CLEFT: Language-Image Contrastive Learning with Efficient Large Language Model and Prompt Fine-Tuning
๐ Abstract
The paper introduces a novel language-image Contrastive Learning method called CLEFT that leverages pre-trained large language models (LLMs) and visual models to address the challenges of limited medical data and constrained GPU resources. Key aspects include:
- Efficiently incorporating an LLM as the text encoder in the CLIP framework, using parameter-efficient fine-tuning (PEFT) techniques to reduce the number of trainable parameters.
- Treating the CLIP training as a knowledge distillation process, where the LLM serves as a teacher model to guide the visual encoder.
- Learning context-based prompts to mitigate the bias introduced by manually crafted prompts.
The proposed CLEFT method demonstrates state-of-the-art performance on multiple chest X-ray and mammography datasets compared to various baselines, while being parameter-efficient.
๐ Q&A
[01] Boosting CLIP with an LLM
1. What are the key components of the CLEFT framework for boosting CLIP with an LLM?

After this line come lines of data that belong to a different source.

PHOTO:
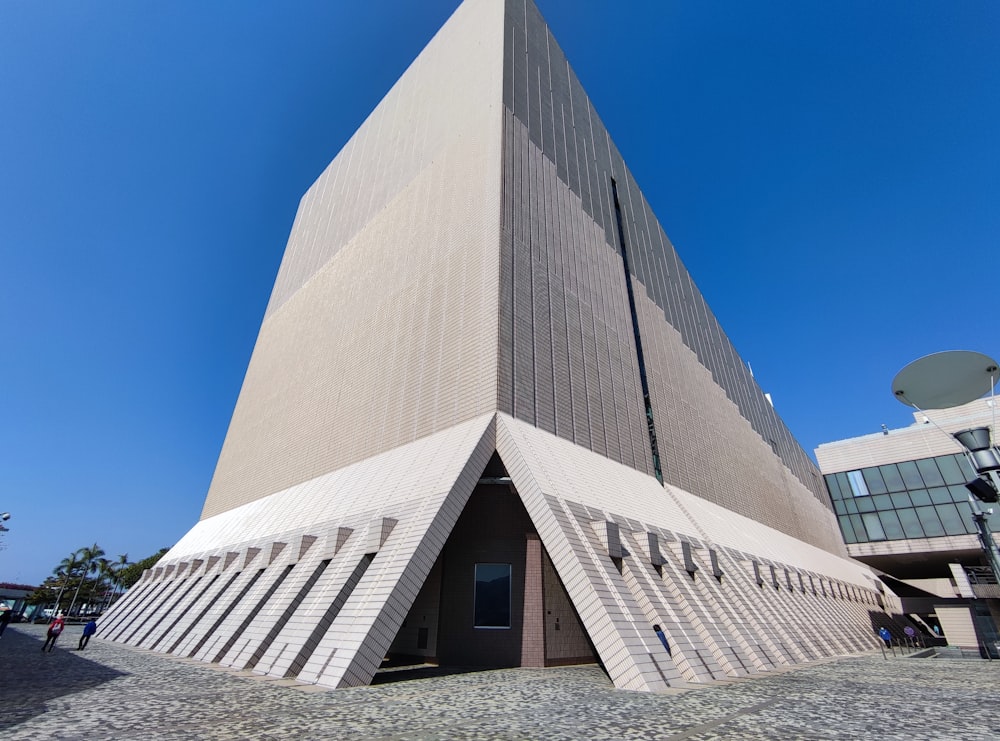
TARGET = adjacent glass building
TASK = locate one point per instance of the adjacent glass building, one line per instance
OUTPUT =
(923, 498)
(903, 508)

- The CLEFT framework incorporates a pre-trained medical LLM (GPT-2 based) as the text encoder in the CLIP framework.
- It uses parameter-efficient fine-tuning (PEFT) techniques like LoRA, IA3, and prefix fine-tuning to efficiently adapt the LLM to the CLIP task, reducing the number of trainable parameters.
- It treats the CLIP training as a knowledge distillation process, where the pre-trained LLM serves as a teacher model to guide the training of the visual encoder.
2. How does CLEFT address the challenges of limited medical data and constrained GPU resources?
- By leveraging the strengths of pre-trained LLMs and visual models, CLEFT can counterbalance the scarcity of medical data.
- The parameter-efficient fine-tuning of the LLM conserves GPU resources without compromising the knowledge acquired from natural language.
3. What are the benefits of using a causal LLM (GPT-2) versus a BERT-based LLM as the text encoder? The paper states that the causal LLM has shown better capability as it scales up to over a billion parameters, allowing the model to embed the input into a more robust feature space with less training.
[02] Learning the Context-Based Prompt
1. What is the motivation behind learning context-based prompts in the second stage of CLEFT? The paper argues that the common approach of manually crafting textual prompts for CLIP can lead to a lack of diversity in the text training prompts, which can result in the catastrophic forgetting phenomenon in the text encoder and limit the model's performance. Learning context-based prompts aims to mitigate this issue.
2. How does the prompt context learning stage work in CLEFT? After the initial pre-training stage, CLEFT freezes both the text and visual encoders. It then replaces the original hand-crafted prompt with a series of trainable context tokens that are fed into the language model. These context tokens are optimized using a zero-shot classification cross-entropy loss, allowing them to adapt to different classes evenly and avoid potential shortcut issues.
3. How are the context-based prompt tokens initialized in CLEFT? If the prompt length is longer than the original hand-crafted caption, the first few tokens are initialized according to the original caption, and the remaining tokens are initialized with random uniform distribution. This initialization strategy aims to leverage the information from the original prompt while allowing the model to learn new context-based prompts.
[03] Experimental Results
1. How does CLEFT perform compared to the baseline methods in the zero-shot, linear probing, and full fine-tuning settings?
- In zero-shot classification, CLEFT with LoRA outperforms other baselines by 7% on the CheXpert-5x200 dataset.
- In linear probing, CLEFT with LoRA achieves the best performance on both the CheXpert-5x200 and RSNA datasets, with a 5% gap on CheXpert-5x200 compared to the baselines.
- In full fine-tuning, CLEFT outperforms all other baselines on both the CheXpert and RSNA datasets.
2. How does CLEFT perform on the mammography dataset compared to the baselines? CLEFT with LoRA clearly surpasses the compared baselines on the EMBED mammography dataset, suggesting the proposed model has the potential to be applied to other medical domains beyond chest X-rays.
3. What are the key findings from the ablation experiments conducted on CLEFT?
- Removing the prompt context learning stage leads to a 3% drop in accuracy on both datasets.
- Using a fully frozen language model harms performance on in-domain data but improves performance on out-of-domain data.
- Fully fine-tuning the model improves performance but comes at the cost of higher GPU memory usage and longer training time.
- The length of the prompt context does not always positively correlate with performance improvement.